Ecological Indicators (Feb 2022)
Ecosystem services assessment and sensitivity analysis based on ANN model and spatial data: A case study in Miaodao Archipelago
Abstract
Ecosystem services (ESs) assessment is an important basis for the island protection and utilization plan development. The application of artificial neural network (ANN) to ESs assessment is a new attempt. Herein, an ANN model for the assessment of 5 ESs including carbon sequestration (CS), habitat quality (HQ), nutrient retention (NR), sediment retention (SR), and water yield (WY) of Miaodao Archipelago is established by taking the advantages of InVEST model and the powerful spatial analysis function of the geographic information system (GIS), as well as the self-learning and self-adaptive characteristics, and prediction function of ANN. The independent sample test shows that the correlation coefficient between the model prediction value and InVEST model simulation value is 0.88 (P < 0.001), and the average absolute error of the simulation is 10.33%. The 5 ESs of the Miaodao Archipelago in 2019 was then simulated using the trained model.

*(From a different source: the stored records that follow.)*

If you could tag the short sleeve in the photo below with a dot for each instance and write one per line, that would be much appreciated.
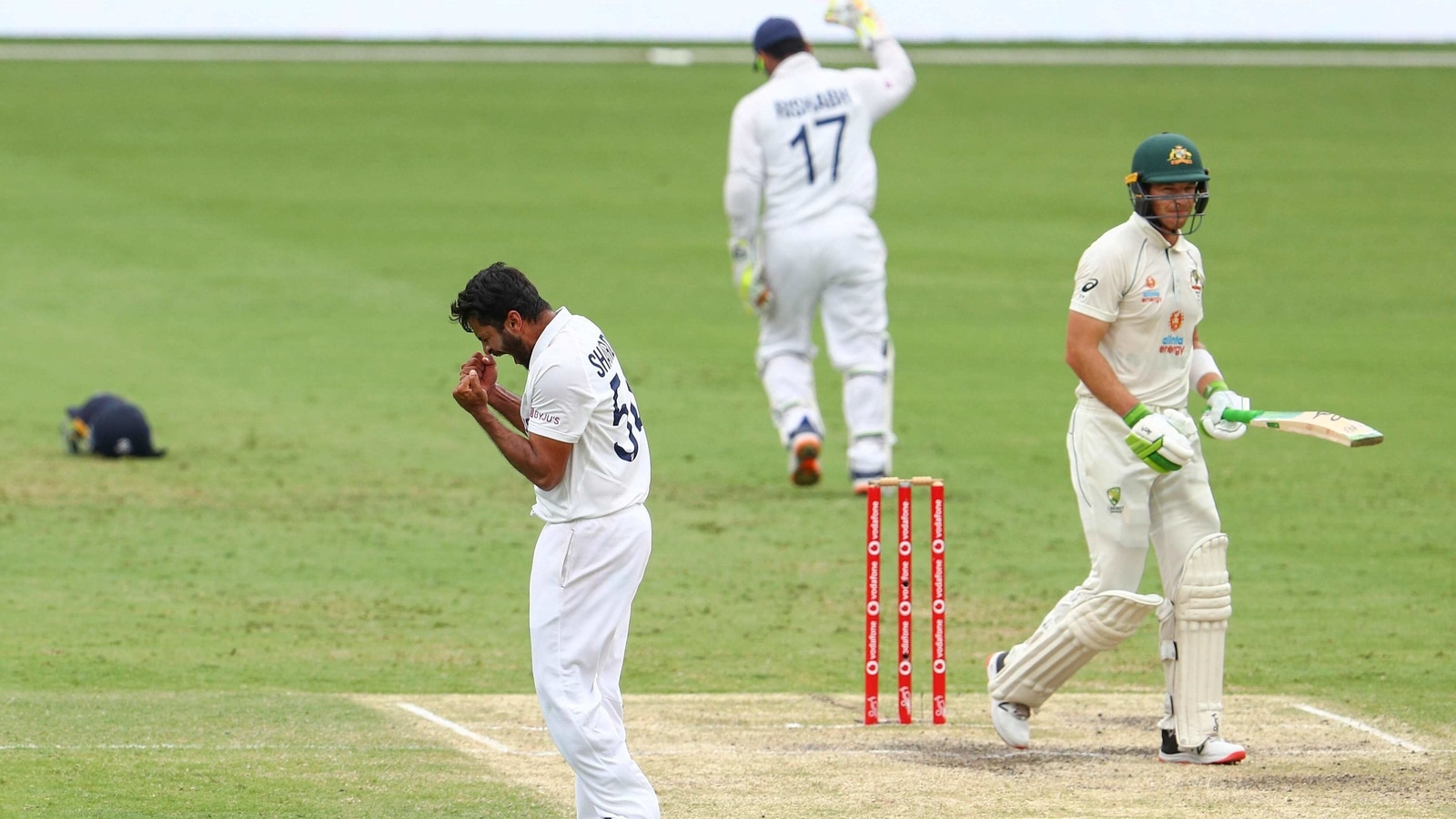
(1099, 283)
(561, 402)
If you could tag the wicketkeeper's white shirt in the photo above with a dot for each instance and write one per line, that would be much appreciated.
(1152, 295)
(801, 140)
(575, 392)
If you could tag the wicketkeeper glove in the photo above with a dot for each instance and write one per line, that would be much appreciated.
(856, 15)
(747, 276)
(1161, 439)
(1222, 398)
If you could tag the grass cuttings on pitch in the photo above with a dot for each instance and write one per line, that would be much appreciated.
(262, 257)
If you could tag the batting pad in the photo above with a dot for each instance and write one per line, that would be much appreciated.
(1201, 606)
(1055, 653)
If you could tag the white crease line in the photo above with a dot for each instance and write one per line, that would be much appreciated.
(1358, 724)
(456, 727)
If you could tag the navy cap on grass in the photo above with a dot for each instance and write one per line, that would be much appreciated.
(108, 426)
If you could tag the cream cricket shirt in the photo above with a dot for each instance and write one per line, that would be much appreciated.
(801, 140)
(1152, 295)
(575, 392)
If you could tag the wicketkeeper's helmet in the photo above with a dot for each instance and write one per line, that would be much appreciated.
(1168, 157)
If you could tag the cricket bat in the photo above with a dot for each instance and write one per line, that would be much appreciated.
(1310, 423)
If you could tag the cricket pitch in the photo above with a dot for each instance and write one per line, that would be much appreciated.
(1092, 755)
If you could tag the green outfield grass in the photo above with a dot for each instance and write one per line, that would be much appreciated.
(262, 256)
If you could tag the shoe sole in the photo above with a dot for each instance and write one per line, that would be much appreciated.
(1194, 760)
(805, 464)
(990, 676)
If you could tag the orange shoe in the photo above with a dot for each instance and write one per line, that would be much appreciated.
(804, 468)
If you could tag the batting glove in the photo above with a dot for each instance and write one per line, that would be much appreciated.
(1223, 398)
(856, 15)
(747, 276)
(1161, 440)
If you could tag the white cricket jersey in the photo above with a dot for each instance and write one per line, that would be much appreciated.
(1152, 295)
(575, 392)
(801, 140)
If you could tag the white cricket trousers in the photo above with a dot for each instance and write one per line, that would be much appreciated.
(834, 264)
(584, 576)
(1126, 504)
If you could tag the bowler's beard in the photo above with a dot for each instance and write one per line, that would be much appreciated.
(514, 346)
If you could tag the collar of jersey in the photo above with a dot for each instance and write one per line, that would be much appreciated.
(795, 63)
(1154, 234)
(553, 327)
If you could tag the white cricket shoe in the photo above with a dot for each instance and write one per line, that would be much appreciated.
(1213, 751)
(804, 450)
(1011, 720)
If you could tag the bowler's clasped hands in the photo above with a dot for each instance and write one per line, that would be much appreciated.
(478, 375)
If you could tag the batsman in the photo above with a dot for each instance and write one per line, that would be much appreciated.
(1138, 468)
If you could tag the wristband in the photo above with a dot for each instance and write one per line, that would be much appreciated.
(1136, 414)
(1200, 368)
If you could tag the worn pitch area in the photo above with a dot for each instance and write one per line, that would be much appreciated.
(1092, 755)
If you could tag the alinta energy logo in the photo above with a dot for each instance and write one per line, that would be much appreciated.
(1174, 344)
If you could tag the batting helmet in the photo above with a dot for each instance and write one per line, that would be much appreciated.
(1168, 157)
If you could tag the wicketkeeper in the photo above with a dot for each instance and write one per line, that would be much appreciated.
(801, 146)
(1138, 467)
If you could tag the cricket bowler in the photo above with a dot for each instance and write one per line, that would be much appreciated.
(800, 145)
(575, 433)
(1138, 467)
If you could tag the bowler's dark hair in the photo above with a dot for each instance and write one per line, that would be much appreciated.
(785, 47)
(495, 292)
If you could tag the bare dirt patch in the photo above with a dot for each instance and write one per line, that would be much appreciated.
(1092, 755)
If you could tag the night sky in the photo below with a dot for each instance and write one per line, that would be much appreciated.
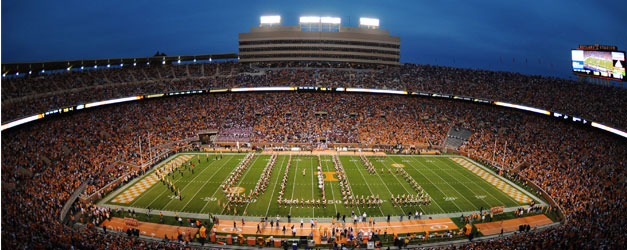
(533, 37)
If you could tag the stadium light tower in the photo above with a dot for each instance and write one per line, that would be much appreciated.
(269, 21)
(368, 23)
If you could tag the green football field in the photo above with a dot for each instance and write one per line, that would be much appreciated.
(451, 187)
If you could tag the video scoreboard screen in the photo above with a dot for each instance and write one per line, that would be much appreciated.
(605, 64)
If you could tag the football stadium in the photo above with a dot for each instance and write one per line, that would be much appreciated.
(313, 134)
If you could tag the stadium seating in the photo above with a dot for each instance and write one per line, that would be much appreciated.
(42, 163)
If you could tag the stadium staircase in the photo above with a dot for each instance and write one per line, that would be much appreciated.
(456, 137)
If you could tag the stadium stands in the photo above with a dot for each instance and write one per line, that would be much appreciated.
(38, 94)
(42, 163)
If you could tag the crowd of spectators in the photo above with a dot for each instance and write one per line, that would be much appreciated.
(44, 162)
(23, 96)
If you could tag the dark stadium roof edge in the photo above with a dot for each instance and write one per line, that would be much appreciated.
(555, 115)
(24, 67)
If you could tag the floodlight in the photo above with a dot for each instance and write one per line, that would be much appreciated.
(369, 21)
(310, 19)
(331, 20)
(270, 19)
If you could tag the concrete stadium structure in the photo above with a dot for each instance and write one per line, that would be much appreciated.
(319, 41)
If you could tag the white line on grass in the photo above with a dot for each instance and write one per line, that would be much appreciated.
(399, 182)
(313, 192)
(280, 173)
(182, 189)
(203, 186)
(293, 185)
(244, 176)
(460, 194)
(326, 164)
(436, 186)
(167, 191)
(461, 168)
(368, 185)
(471, 190)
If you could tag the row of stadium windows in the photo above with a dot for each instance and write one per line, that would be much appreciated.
(371, 44)
(320, 49)
(320, 56)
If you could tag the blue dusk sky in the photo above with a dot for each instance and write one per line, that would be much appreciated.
(532, 37)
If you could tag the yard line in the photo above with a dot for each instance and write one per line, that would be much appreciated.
(436, 186)
(280, 173)
(462, 169)
(368, 185)
(179, 181)
(313, 192)
(215, 192)
(243, 176)
(248, 204)
(326, 164)
(413, 158)
(293, 185)
(206, 182)
(471, 190)
(199, 174)
(399, 182)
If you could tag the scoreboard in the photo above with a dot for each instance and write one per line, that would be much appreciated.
(608, 64)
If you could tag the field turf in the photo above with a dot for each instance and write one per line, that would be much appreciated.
(451, 187)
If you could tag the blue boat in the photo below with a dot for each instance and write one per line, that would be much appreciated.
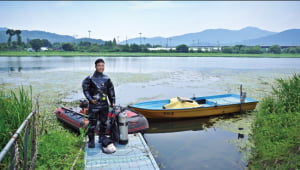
(180, 107)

The comparison with the corresponding data in 2010 suggests that CS, SR and HQ are in decline, while WY is in upward. The impacts of land use on ESs are then analyzed with the ecosystem service change index (ESCI) in different land use scenarios. An ANN model based quantitative method for evaluating the sensitivities of ecosystem service (ES) to typical environmental factors is proposed. The modeling results suggest that the ANN based model can accurately quantify the importance of different environmental factors to the island ESs, and give the comprehensive impact of multiple factors on the ESs. Therefore, the ANN model combined spatial data analysis provides an important means for ESs assessment and sensitivity analysis.